Step 5: Make a Birth Plan
Your birth. YOUR birth. This is a time for you to always remember and cherish. You are in charge of this trip. You decide what you want and what you do not want. It is also your baby's birth. It's not just about you. Whatever you decide will also affect your baby. Medications, including epidurals, will affect your baby to some degree.

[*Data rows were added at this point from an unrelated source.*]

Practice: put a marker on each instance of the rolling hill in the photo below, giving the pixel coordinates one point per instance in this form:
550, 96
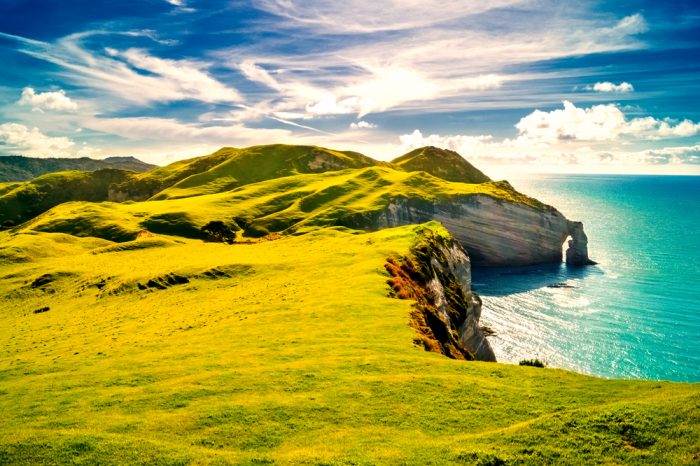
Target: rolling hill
442, 163
128, 335
19, 168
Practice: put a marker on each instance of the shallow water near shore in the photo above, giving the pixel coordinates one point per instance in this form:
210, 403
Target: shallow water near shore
634, 315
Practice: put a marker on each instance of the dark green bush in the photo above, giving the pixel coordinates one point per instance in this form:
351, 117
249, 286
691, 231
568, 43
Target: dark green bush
218, 231
256, 231
532, 362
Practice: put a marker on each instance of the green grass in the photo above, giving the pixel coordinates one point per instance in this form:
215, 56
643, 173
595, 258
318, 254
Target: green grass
29, 199
229, 168
289, 204
284, 351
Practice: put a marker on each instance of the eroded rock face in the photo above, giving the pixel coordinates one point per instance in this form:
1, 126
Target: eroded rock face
577, 252
447, 314
494, 232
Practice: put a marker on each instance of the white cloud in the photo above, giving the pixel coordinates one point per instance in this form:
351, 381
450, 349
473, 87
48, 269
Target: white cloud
185, 77
630, 25
362, 125
364, 16
503, 158
255, 73
610, 87
458, 143
23, 140
597, 123
55, 100
435, 67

Who says you can't have a natural birth? Women are strong and courageous. Women have been birthing for thousands of years. It is not comfortable, but it is doable. Train for your journey by attending childbirth classes, real ones that teach you useful techniques that will help you deal with contractions in a drug-free way. Babies born medication-free are almost always wonderful breastfeeders. Natural birth is a gift you give yourself. You will carry it with you always and it will be one of your proudest achievements. I kid you not.

Epidurals and all other interventions may negatively affect your breastfeeding. Have you ever wondered why some babies refuse to nurse? Why some babies suck incorrectly? Why some babies fail at breastfeeding, the God-given natural way of supporting life? It is not the baby's fault in most cases. It is the fault of the medication, the vacuum extractor that pulled the baby out and misaligned the jaw and left the baby with a bummer of a headache, the prolonged labor caused by an epidural given too early or one of a whole variety of problems that medically managed birth may cause. Make a birth plan. This is your personal road map. Bring it to the hospital. Share it with your nurse and your physician or midwife. Stick to it.